Create VMs for a kubeadm cluster: 1 master + N worker nodes on the same subnet.

clouder kubeadm vm-create <name> [OPTIONS]
ArgumentDescription
name (required)Cluster name (used as prefix for all VMs)
OptionShortDescription
--workers-wNumber of worker nodes (default: 3)
--region-rAzure region
--resource-group-gResource group
--master-sizeVM size for the master node (default: Standard_B4ms)
--node-sizeVM size for worker nodes (default: Standard_B4ms)
--os-disk-sizeOS disk size in GB (default: 100, min 30)
--admin-userAdmin username (default: azureuser)
--imageImage: Ubuntu2204, Ubuntu2404, Debian12 (default: Ubuntu2204)

What gets created:

ResourceNameDescription
VNet<name>-vnetVirtual network with 10.0.0.0/16 address space
Subnet<name>-subnetSubnet with 10.0.0.0/24 range
NSG<name>-nsgNetwork Security Group with rules (see below)
Master VM<name>-masterControl plane node
Worker VMs<name>-node-1, <name>-node-2, ...Worker nodes

NSG rules:

RulePortSourcePurpose
AllowSSH22AnySSH access
AllowK8sAPI6443AnyKubernetes API server
AllowKubelet10250VNet (10.0.0.0/16)Kubelet communication
AllowNodePorts30000-32767AnyKubernetes NodePort services
AllowHTTP80AnyHTTP ingress traffic
AllowHTTPS443AnyHTTPS ingress traffic

All VMs share the same VNet, subnet, and NSG — they can communicate with each other on private IPs while being individually accessible via public IPs.

Interactive prompts (same as clouder vm create):

  1. Resource group — pick existing or create new
  2. Region — only if creating a new resource group
  3. SSH key — pick existing or generate new

clouder kubeadm setup

Set up a kubeadm cluster with CRIU support on previously created VMs. This is the main automation command — it SSHes into each VM and runs all setup steps.

clouder kubeadm setup <name> [OPTIONS]
ArgumentDescription
name (required)Cluster name (must match the vm-create name)
OptionShortDescription
--admin-user-uSSH username (default: azureuser)
--key-iSSH key name from ~/.ssh/
--k8s-versionKubernetes version (default: 1.32)

What it does (6 steps):

StepTargetDescription
1. PrerequisitesAll nodesDisable swap, load kernel modules (overlay, br_netfilter), configure sysctl, install containerd 2.x (from Docker repo, with SystemdCgroup), install CRIU, install buildah, install kubeadm/kubelet/kubectl
2. kubeadm initMasterInitialize the control plane with --pod-network-cidr=10.244.0.0/16, enable ContainerCheckpoint feature gate
3. Install CNIMasterInstall Flannel CNI for pod networking
4. kubeadm joinWorkersJoin all worker nodes to the cluster
5. CRIU feature gatesAll nodesEnable ContainerCheckpoint feature gate on all kubelets (master + workers)
6. Azure Disk CSIAll nodes + MasterDeploy /etc/kubernetes/azure.json cloud config to all nodes, create azure-cloud-provider secret, install Azure Disk CSI driver v1.30.3, and create default managed-csi StorageClass (StandardSSD_LRS)
7. Azure File CSIMasterInstall Azure File CSI driver v1.30.6 and create azure-nfs StorageClass with subscription, resource group, and location baked in
note

Step 6 requires an Azure service principal. If AZURE_TENANT_ID, AZURE_CLIENT_ID, and AZURE_CLIENT_SECRET environment variables are set, they will be used. Otherwise, a new SP scoped to the cluster's resource group is auto-created via az ad sp create-for-rbac. If SP creation fails, the step is skipped with a warning — the cluster is still usable but dynamic persistent volume provisioning won't work until the CSI driver is installed manually.

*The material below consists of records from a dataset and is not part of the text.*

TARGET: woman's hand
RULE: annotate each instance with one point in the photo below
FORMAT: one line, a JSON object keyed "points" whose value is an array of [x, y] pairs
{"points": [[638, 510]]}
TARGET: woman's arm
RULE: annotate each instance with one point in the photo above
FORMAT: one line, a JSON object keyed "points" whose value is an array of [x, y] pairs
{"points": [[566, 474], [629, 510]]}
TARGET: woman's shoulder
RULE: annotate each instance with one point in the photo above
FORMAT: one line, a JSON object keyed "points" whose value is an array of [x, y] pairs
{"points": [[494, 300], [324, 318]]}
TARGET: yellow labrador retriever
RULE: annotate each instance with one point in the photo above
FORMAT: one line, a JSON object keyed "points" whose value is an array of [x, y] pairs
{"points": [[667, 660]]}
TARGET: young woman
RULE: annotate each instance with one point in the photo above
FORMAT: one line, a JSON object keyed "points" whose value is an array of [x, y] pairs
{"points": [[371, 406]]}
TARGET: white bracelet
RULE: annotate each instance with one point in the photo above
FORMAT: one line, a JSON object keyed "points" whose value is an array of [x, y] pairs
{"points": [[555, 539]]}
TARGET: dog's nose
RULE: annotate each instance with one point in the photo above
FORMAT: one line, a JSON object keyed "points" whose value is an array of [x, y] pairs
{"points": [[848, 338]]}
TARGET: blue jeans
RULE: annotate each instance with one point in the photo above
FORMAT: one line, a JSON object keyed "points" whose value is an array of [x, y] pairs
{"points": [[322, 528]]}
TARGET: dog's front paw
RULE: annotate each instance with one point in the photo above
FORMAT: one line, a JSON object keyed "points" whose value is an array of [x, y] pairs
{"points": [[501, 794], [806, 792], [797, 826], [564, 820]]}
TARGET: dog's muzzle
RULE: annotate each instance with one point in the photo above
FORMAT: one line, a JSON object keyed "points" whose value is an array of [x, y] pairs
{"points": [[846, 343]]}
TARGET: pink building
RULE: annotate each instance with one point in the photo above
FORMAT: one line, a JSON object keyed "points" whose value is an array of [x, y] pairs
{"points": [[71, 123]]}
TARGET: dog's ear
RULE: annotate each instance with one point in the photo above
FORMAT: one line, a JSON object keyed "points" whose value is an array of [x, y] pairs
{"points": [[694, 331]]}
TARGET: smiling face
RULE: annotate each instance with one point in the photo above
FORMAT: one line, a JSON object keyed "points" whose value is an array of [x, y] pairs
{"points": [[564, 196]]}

Step 7 installs the Azure File CSI driver and creates the azure-nfs StorageClass with the Azure subscription, resource group, and location baked in from the cluster metadata. This is required because kubeadm nodes have no Azure instance metadata (unlike AKS). The plane up datalayer-shared-filesystem command relies on this StorageClass already existing.

Example:

clouder kubeadm setup my-cluster
clouder kubeadm setup my-cluster --k8s-version 1.31 --key my-cluster-key

clouder kubeadm get-config

Fetch the kubeconfig from the master node and save it locally.

clouder kubeadm get-config <name> [OPTIONS]
ArgumentDescription
name (required)Cluster name
OptionShortDescription
--admin-user-uSSH username (default: azureuser)
--key-iSSH key name from ~/.ssh/

The kubeconfig is saved to ~/.clouder/kubeconfigs/kubeconfig-<name> with 600 permissions. The internal API server IP is automatically replaced with the master's public IP for remote access.

Example:

clouder kubeadm get-config my-cluster

clouder kubeadm info

Show cluster information and next steps. Displays the current state of a kubeadm cluster and lists useful commands for day-to-day operations as well as further setup steps.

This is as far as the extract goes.